Schuster: Dass jeder seine Chance bekommen wird. Vorschusslorbeeren bedeuten mir nichts, es zählt allein das Leistungsprinzip. Ich werde nicht den Fehler machen und die Mannschaft nach Namen aufstellen.
PZ: Als Spieler haftete Ihnen das Image des Wadenbeißers an, wie sind Sie als Trainer?
Schuster (lacht): Ich lege sehr viel Wert auf Disziplin, sowohl auf als auch neben dem Platz.
PZ: Sie werden von Ihren ehemaligen Spielern und Weggefährten in Wilferdingen als umgänglich, fast kumpelhaft beschrieben. Müssen Sie in der Regionalliga härter sein?
Schuster: Es kommt darauf an, wie man mir entgegentritt. Wenn die Mannschaft voll mitzieht, dann kann man mit mir relativ viel Spaß haben. Sollte ich das Gefühl haben, dass das nicht der Fall ist, muss es härter werden. Man braucht eine gesunde Mischung aus Zuckerbrot und Peitsche.
PZ: Sie wohnen in Karlsruhe-Durlach und arbeiten jetzt in Stuttgart. Wie wurde denn der Wahl-Badener im Schwäbischen aufgenommen?
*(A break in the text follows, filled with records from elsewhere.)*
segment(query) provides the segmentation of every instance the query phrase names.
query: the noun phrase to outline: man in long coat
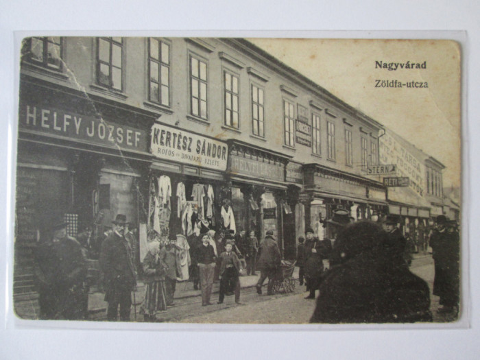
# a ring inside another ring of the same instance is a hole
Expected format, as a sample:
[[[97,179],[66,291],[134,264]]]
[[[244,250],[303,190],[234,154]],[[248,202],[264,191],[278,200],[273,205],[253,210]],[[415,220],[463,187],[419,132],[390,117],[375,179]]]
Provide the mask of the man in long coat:
[[[86,261],[82,245],[67,235],[66,222],[53,226],[51,241],[35,252],[40,318],[81,320],[86,315]]]
[[[130,321],[132,291],[136,286],[132,251],[125,238],[127,217],[117,215],[113,231],[101,244],[99,263],[104,274],[105,301],[108,302],[107,320],[117,321],[120,307],[121,321]]]
[[[262,285],[265,279],[268,278],[267,294],[273,295],[274,279],[281,265],[280,249],[273,231],[268,230],[265,239],[260,243],[258,258],[256,267],[260,269],[260,278],[256,283],[256,292],[259,295],[262,293]]]
[[[315,299],[315,291],[318,289],[324,272],[323,259],[327,259],[331,251],[329,240],[320,241],[314,235],[313,229],[305,229],[305,279],[310,291],[306,299]]]
[[[430,238],[435,261],[433,295],[440,297],[440,313],[458,311],[459,302],[460,237],[456,229],[448,228],[444,215],[437,217],[437,229]]]
[[[339,234],[341,263],[328,271],[311,322],[406,323],[431,321],[429,287],[407,266],[397,266],[387,235],[371,221]],[[401,256],[401,254],[398,256]]]

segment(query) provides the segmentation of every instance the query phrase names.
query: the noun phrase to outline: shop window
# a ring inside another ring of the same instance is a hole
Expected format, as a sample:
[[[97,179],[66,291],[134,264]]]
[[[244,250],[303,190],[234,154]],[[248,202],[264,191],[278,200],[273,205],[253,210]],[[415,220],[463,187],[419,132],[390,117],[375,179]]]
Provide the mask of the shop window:
[[[225,91],[225,125],[239,128],[239,78],[224,71]]]
[[[376,165],[379,163],[378,152],[376,151],[376,143],[372,141],[370,143],[370,150],[372,154],[372,165]]]
[[[264,91],[252,85],[252,132],[254,135],[265,137]]]
[[[353,165],[353,149],[352,146],[352,132],[345,129],[345,155],[346,164],[349,166]]]
[[[30,62],[60,70],[62,69],[62,39],[60,36],[33,37],[24,43],[23,52]]]
[[[295,146],[295,105],[287,100],[283,101],[283,119],[285,145]]]
[[[331,121],[326,122],[326,146],[328,157],[331,160],[335,159],[335,125]]]
[[[320,148],[320,117],[312,113],[312,152],[322,155]]]
[[[99,210],[110,209],[110,184],[100,184],[98,206]]]
[[[99,85],[123,90],[123,39],[97,38],[97,82]]]
[[[361,138],[361,166],[363,169],[367,169],[367,158],[368,156],[368,149],[367,148],[367,139]]]
[[[208,118],[207,75],[206,62],[191,56],[190,58],[191,115],[204,119]]]
[[[170,45],[165,41],[148,39],[149,100],[170,106]]]

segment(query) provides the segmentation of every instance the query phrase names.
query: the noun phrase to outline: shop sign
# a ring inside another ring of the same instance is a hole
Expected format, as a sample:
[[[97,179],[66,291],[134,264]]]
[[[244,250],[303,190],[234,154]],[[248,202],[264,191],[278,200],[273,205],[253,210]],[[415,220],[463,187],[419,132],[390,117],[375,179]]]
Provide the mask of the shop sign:
[[[20,106],[19,120],[21,130],[86,141],[110,147],[138,151],[147,149],[145,131],[91,115],[24,103]]]
[[[296,143],[311,147],[312,145],[312,127],[300,119],[296,120],[295,123]]]
[[[297,184],[303,183],[303,171],[302,165],[296,163],[289,162],[287,164],[287,181],[296,182]]]
[[[236,155],[230,156],[230,172],[254,178],[285,181],[285,167],[278,163],[257,161]]]
[[[276,219],[276,208],[264,208],[263,219]]]
[[[220,171],[227,168],[227,145],[176,128],[155,123],[152,127],[150,152],[164,160]]]
[[[383,184],[388,187],[408,187],[410,179],[405,178],[383,178]]]
[[[368,175],[393,175],[396,173],[396,165],[370,165],[367,167]]]
[[[298,201],[300,202],[310,202],[311,201],[311,196],[309,193],[300,193],[298,194]]]

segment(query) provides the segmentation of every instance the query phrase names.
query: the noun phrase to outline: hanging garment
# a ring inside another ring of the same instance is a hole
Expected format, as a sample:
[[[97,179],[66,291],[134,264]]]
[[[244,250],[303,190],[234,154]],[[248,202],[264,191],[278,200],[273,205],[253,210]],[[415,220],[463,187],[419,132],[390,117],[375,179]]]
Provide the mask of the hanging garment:
[[[213,201],[215,200],[215,194],[213,193],[213,188],[212,185],[208,185],[208,189],[206,191],[206,217],[212,218],[213,216]]]
[[[234,234],[237,232],[235,217],[233,215],[232,206],[228,206],[227,210],[225,210],[225,206],[221,206],[220,214],[221,215],[221,218],[224,219],[224,226],[228,229],[232,230]]]
[[[177,272],[177,281],[185,281],[189,280],[189,267],[191,265],[190,259],[190,246],[187,238],[177,237],[177,265],[179,271]]]
[[[183,208],[187,204],[187,197],[185,195],[185,184],[183,182],[179,182],[177,185],[177,217],[182,216]]]
[[[204,197],[205,197],[205,188],[203,184],[193,184],[192,188],[192,199],[198,204],[198,213],[202,213],[200,208],[204,208]]]
[[[158,178],[158,198],[163,205],[169,204],[171,197],[171,183],[170,178],[162,175]]]

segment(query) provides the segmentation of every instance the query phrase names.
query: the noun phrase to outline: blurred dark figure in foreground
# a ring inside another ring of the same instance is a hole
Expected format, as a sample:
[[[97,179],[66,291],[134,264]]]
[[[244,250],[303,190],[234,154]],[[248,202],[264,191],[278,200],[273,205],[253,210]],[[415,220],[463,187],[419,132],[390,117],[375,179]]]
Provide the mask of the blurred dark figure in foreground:
[[[352,224],[338,240],[333,251],[341,263],[320,285],[311,322],[431,321],[428,285],[396,261],[401,255],[386,250],[388,239],[380,226],[371,221]]]
[[[86,315],[86,261],[80,243],[67,235],[67,225],[55,225],[51,240],[35,253],[42,320],[82,320]]]
[[[459,302],[460,236],[456,221],[444,215],[436,219],[437,228],[432,232],[430,246],[435,261],[433,295],[440,297],[438,309],[442,313],[457,313]]]

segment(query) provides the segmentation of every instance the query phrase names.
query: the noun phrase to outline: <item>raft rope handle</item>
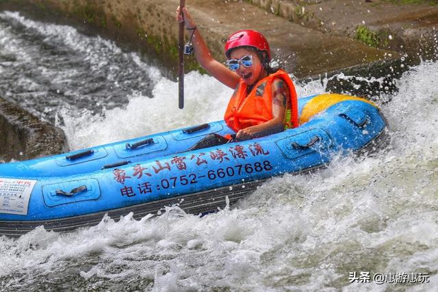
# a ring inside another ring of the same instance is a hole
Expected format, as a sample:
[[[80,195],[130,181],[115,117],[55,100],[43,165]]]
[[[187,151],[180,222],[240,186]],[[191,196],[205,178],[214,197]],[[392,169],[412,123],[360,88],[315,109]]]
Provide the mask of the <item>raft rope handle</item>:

Schuster: Sehr freundlich.
PZ: Es gab keine württembergisch-badischen Animositäten?
Schuster: Nein, im Gegenteil. Die Leute sind froh darüber, dass bei den Kickers wieder den Talenten aus dem eigenen Schuppen eine Chance gegeben wird.
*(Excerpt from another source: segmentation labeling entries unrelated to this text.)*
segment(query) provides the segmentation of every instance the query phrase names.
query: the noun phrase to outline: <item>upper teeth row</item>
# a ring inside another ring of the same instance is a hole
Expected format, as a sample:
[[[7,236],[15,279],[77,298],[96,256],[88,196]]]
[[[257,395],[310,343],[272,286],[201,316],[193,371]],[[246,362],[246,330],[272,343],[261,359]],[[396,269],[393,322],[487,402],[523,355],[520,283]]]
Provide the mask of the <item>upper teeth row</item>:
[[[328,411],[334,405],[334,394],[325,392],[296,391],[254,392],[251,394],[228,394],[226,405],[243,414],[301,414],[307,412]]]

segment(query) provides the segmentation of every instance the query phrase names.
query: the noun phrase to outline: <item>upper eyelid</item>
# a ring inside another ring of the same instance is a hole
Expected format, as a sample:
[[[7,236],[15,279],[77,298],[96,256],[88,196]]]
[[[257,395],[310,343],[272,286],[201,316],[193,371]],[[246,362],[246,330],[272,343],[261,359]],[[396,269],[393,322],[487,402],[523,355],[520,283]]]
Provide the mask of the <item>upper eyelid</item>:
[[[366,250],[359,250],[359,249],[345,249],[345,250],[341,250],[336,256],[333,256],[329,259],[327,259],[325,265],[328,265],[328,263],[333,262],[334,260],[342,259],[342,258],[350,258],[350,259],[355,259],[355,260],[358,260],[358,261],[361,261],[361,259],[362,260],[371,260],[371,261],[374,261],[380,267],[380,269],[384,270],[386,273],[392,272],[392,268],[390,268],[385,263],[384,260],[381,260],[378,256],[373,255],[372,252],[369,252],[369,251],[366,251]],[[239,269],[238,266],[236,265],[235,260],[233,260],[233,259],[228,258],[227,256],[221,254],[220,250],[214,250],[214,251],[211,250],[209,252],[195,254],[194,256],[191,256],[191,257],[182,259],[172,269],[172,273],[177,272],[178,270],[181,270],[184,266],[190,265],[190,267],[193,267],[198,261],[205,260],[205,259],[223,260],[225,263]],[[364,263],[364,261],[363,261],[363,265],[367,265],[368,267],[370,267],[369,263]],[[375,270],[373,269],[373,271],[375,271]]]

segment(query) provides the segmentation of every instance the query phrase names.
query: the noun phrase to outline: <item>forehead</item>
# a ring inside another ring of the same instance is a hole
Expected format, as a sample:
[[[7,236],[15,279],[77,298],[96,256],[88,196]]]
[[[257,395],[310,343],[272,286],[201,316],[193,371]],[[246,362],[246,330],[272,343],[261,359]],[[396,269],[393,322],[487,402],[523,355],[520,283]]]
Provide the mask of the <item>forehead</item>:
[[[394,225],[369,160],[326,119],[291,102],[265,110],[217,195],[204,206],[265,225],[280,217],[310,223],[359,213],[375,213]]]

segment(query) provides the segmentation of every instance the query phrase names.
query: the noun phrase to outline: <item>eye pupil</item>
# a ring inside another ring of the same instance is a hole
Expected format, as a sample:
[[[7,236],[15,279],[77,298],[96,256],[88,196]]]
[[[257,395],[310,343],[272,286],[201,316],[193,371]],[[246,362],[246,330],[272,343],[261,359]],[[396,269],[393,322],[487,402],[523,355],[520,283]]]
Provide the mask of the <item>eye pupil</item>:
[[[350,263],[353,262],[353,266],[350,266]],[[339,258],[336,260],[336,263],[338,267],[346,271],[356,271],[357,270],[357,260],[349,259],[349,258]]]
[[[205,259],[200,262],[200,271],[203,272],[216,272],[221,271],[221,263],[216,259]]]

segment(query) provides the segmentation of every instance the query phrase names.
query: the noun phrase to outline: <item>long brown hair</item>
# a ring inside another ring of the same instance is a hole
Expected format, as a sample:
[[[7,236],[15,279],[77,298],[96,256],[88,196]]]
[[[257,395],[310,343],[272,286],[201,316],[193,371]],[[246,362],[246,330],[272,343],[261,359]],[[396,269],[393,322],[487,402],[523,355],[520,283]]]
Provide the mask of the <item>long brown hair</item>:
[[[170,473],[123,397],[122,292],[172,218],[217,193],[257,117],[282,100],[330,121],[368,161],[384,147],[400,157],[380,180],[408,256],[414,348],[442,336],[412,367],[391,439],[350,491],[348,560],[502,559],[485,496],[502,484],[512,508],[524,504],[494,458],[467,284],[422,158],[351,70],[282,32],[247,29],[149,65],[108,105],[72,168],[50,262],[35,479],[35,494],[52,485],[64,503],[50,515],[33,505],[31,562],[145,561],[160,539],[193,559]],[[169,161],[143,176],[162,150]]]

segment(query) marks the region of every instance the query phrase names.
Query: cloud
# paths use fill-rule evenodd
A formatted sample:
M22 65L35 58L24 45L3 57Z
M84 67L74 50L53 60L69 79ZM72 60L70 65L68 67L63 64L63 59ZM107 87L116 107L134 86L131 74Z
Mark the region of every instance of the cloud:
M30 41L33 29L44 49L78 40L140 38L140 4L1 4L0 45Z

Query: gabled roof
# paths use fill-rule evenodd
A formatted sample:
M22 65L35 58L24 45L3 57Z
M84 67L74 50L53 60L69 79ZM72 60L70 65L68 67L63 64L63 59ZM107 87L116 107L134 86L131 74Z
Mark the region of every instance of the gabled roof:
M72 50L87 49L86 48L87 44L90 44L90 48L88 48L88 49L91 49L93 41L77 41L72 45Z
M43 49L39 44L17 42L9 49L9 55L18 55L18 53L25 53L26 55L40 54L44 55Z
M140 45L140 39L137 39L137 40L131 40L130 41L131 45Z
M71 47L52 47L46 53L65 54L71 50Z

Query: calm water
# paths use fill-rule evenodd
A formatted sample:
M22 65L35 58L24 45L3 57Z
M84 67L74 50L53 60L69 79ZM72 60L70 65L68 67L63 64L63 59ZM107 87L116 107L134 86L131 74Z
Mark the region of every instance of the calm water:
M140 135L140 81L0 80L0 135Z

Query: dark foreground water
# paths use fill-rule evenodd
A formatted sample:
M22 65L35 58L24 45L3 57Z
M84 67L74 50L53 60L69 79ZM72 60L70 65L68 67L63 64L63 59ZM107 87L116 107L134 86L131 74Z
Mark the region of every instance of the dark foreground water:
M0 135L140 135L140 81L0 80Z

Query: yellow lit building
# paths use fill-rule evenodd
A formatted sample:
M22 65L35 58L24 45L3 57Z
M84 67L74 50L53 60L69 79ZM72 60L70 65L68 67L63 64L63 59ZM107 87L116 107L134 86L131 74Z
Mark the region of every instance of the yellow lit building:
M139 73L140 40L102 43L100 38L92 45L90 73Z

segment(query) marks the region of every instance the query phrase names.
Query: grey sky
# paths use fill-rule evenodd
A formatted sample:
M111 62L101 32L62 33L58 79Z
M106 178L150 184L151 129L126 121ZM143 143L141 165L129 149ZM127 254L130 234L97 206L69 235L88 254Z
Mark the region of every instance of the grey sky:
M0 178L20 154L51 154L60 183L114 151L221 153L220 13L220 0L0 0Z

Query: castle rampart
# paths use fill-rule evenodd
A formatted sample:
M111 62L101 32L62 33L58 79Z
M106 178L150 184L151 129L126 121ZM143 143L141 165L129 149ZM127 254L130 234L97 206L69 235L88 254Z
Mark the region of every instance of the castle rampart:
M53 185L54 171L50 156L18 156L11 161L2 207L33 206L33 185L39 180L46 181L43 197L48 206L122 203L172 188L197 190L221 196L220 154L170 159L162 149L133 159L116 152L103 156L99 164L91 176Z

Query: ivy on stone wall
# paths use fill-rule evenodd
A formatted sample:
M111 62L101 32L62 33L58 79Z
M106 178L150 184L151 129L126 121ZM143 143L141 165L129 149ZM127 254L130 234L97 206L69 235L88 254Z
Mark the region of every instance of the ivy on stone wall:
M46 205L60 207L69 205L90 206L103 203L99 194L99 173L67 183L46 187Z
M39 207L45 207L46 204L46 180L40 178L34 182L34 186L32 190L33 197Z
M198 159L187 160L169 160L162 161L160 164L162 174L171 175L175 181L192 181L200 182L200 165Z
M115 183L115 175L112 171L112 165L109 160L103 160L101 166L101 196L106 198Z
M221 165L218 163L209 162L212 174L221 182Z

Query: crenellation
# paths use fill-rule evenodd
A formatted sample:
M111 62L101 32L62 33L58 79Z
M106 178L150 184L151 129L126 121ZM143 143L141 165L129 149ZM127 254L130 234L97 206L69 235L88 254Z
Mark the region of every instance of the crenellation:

PZ: Sie haben den Trainerlehrgang absolviert. Damit sind Sie Ihrem Kollegen Markus Babbel vom Stadtrivalen VfB Stuttgart weit voraus. Was halten Sie davon, dass ein Mann mit seiner Erfahrung nun an der Sporthochschule Köln wieder die Schulbank drücken muss?
Schuster: Markus Babbel hat in seiner Laufbahn viele Trainer erlebt. Wer bei Bayern München und in England solch große Erfolge feiern konnte, der steht außerhalb jeder Diskussion. Ich habe volles Verständnis dafür , dass ihm der Deutsche Fußball-Bund entgegengekommen ist.
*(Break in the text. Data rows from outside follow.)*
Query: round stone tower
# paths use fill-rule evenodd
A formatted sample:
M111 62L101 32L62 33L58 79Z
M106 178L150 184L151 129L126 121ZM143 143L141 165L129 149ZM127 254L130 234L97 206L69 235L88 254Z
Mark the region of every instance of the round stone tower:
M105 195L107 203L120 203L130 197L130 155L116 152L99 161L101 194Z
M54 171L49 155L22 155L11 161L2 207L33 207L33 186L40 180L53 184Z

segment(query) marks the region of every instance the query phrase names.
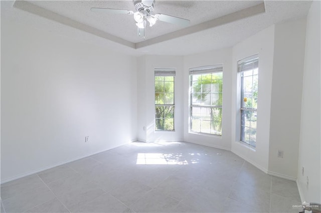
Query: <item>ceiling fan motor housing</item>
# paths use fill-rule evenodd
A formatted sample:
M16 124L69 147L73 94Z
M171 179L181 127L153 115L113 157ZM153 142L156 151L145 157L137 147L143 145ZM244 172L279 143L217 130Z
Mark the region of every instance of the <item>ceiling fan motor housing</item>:
M150 6L146 6L142 4L141 0L134 0L134 5L135 6L135 10L136 11L145 10L148 13L151 13L154 11L154 7L155 6L155 0L150 0L150 2L152 1L152 4Z

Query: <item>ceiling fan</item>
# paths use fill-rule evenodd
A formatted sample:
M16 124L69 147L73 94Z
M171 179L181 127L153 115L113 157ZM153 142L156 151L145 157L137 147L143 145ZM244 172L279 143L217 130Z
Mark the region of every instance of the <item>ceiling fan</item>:
M155 8L155 0L133 0L135 12L127 10L112 9L110 8L91 8L94 12L100 12L118 14L133 14L134 20L137 26L138 36L145 38L145 28L148 22L151 26L159 20L168 23L174 24L182 26L186 26L190 24L190 20L164 14L153 14Z

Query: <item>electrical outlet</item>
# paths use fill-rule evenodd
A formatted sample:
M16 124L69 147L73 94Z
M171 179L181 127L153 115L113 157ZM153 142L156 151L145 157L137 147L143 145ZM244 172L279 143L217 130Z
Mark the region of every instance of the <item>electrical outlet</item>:
M277 158L283 158L283 151L277 150Z
M309 177L306 176L306 188L309 188Z

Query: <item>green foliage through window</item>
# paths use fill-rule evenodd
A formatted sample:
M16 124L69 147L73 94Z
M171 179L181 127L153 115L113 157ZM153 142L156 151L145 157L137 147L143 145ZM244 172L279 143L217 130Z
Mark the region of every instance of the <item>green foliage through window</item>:
M174 76L155 76L155 129L174 130Z
M250 64L251 68L241 72L241 140L255 148L256 146L258 58L251 59L243 63L246 64L245 66L248 66ZM241 65L239 66L241 67Z
M191 75L191 130L222 135L223 72Z

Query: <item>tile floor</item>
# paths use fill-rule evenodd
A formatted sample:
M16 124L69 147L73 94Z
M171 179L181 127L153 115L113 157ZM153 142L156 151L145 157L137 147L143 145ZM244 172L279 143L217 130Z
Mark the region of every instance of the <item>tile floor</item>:
M134 142L1 185L4 212L298 212L294 182L230 152Z

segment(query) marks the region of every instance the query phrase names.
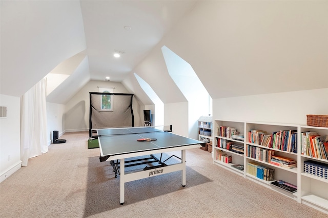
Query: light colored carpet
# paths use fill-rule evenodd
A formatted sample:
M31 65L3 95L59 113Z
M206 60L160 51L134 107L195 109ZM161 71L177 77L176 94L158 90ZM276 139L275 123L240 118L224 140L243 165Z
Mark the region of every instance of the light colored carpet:
M198 149L187 152L186 187L179 172L130 182L121 205L119 179L98 149L88 149L88 133L61 138L0 184L0 217L328 217L214 165Z

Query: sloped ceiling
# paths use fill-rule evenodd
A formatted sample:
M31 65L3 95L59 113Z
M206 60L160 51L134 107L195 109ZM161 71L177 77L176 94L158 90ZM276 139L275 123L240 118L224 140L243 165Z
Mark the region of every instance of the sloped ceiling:
M2 94L22 96L62 61L86 50L79 2L0 4Z
M85 50L68 80L76 85L58 88L72 94L86 80L109 76L151 104L135 72L165 103L184 101L168 76L164 45L191 64L213 99L328 87L328 1L1 4L2 94L22 95ZM63 91L54 91L49 99L58 102Z

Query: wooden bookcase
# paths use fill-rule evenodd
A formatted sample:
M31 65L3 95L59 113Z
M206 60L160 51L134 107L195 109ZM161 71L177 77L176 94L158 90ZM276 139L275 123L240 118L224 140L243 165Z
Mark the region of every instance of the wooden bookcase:
M277 191L281 195L287 196L297 201L298 203L303 203L318 210L328 214L328 179L314 176L304 172L304 162L312 160L318 162L328 164L328 160L311 157L302 154L301 132L305 131L317 132L320 135L328 135L328 128L321 128L302 126L298 124L272 123L257 122L244 122L235 120L214 120L213 122L213 162L215 164L233 172L236 174L249 179L254 182ZM222 131L224 127L234 128L240 134L243 135L243 141L233 138L228 134L223 135ZM223 129L222 129L223 128ZM293 137L288 144L290 149L286 151L287 147L270 148L265 144L259 144L255 140L254 136L251 134L252 130L262 130L269 134L274 135L275 133L283 132L291 136L294 132ZM295 134L295 132L297 132ZM278 133L279 134L279 133ZM284 133L285 134L285 133ZM235 137L234 138L236 138ZM253 138L253 140L251 138ZM223 141L229 142L229 144L235 144L238 149L243 148L243 154L236 150L229 150L227 147L222 147ZM286 141L286 143L288 143ZM297 147L293 148L297 146ZM230 148L231 148L230 146ZM290 148L289 147L288 148ZM251 151L253 153L250 153ZM257 151L256 152L256 151ZM282 156L295 160L296 165L294 168L286 167L273 164L268 161L268 157L264 154L271 154L274 155ZM222 156L222 153L231 157L231 162L225 162L219 159L218 157ZM264 159L266 159L266 161ZM226 158L227 159L227 158ZM228 161L229 162L229 161ZM253 167L251 164L259 165L261 167L274 169L274 178L272 181L261 179L252 174ZM243 171L233 167L233 165L242 165ZM291 193L279 188L270 183L274 181L283 180L289 183L297 186L297 191Z

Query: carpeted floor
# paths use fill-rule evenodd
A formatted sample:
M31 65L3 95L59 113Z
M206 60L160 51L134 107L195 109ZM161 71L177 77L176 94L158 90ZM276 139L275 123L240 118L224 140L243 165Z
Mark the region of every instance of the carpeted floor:
M187 152L186 187L179 172L130 182L121 205L119 178L88 149L88 133L63 138L0 183L0 217L328 217L214 165L199 149Z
PZ: Bei den Kickers gab es schon einmal einen Trainer, der Lehrgangsbester war. Wissen Sie wer?
Schuster: Ja, der Robin Dutt (Trainer des SC Freiburg; Anm. d. Red.).
PZ: Ein gutes Omen, oder?
Schuster: Ich hoffe es. Er hat hier bei den Kickers und in seiner weiteren Karriere hervorragende Arbeit geleistet. Das kann einem nur als Vorbild dienen.